Historically, the giant paper mill in town has been the chief employer in Camas. Hence the high school's nickname. The paper mill went up in 1883 and is still around, but it's a fraction of what it once was. Though plenty of technology companies have now opened up shop in Camas, the Papermakers nickname remains as a nod to the town's past.
Richland's mascot has a double meaning. According to the school, the Bombers nickname first came about because a handful of local employees donated a day's pay to help raise money to purchase a military bomber during World War II. The plane, coined "A Day's Pay," became the school's mascot. The logo, meanwhile, is a mushroom cloud because much of the petroleum used in the atomic bomb was manufactured in town.

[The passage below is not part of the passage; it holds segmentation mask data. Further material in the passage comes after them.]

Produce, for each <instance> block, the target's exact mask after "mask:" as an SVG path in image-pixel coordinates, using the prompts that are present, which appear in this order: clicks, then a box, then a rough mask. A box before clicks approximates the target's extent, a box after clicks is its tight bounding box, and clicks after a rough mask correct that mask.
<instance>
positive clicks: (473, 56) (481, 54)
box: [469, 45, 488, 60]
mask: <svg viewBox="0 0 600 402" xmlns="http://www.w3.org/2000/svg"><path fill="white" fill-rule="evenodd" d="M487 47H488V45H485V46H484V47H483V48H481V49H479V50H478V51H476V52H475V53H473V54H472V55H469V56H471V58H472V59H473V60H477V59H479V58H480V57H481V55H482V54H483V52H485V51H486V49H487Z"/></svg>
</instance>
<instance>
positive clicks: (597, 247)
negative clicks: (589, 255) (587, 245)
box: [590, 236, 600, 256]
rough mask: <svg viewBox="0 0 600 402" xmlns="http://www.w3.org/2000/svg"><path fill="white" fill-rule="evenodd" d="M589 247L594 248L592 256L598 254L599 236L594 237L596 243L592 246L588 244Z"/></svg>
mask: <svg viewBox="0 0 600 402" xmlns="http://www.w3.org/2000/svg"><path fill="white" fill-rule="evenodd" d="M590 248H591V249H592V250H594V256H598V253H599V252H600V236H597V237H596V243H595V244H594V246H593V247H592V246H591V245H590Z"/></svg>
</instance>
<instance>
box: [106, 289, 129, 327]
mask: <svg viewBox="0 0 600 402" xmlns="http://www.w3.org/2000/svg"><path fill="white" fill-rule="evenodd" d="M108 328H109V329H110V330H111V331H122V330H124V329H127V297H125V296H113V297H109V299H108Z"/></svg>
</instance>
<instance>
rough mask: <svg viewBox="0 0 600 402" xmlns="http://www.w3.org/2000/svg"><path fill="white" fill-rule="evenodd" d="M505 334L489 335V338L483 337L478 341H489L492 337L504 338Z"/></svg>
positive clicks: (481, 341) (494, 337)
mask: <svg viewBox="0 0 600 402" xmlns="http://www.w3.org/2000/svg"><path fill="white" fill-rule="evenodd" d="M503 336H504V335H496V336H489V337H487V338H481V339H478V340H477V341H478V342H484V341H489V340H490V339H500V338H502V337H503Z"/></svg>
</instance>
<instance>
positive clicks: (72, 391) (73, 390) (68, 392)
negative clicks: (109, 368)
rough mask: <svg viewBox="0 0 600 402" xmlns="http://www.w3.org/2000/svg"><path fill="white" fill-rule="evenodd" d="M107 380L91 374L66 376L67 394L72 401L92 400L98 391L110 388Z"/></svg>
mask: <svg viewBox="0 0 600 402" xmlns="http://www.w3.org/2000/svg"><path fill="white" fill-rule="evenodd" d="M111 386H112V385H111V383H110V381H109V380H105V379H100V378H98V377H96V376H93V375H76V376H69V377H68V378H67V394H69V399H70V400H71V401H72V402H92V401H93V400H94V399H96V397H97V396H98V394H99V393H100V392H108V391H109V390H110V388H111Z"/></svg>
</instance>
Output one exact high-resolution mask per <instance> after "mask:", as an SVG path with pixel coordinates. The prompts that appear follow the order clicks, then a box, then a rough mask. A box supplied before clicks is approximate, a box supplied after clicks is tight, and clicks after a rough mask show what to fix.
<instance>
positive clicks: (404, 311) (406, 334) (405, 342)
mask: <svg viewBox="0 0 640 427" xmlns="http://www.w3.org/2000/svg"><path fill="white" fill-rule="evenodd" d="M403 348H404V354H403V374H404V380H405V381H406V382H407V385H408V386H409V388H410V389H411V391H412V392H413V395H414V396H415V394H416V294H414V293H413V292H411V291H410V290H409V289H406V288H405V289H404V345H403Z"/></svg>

When Ridgefield opened back in the early 1900s, the community was a potato and pruning hotbed. Luckily, potatoes won out over prunes when deciding the nickname. The Spudders have been around ever since. Ridgefield is still a big farming community, but it's moved toward livestock over the years.
In lumber-industry lore, high climbers are the first ones to go into the woods. They venture out alone to the highest trees in the densest areas, setting things up for the rest of the crew. It’s traditionally the most difficult, dangerous job in logging. Considering the lumber industry has long been a driver of Shelton’s economy, Highclimbers is a fitting nickname.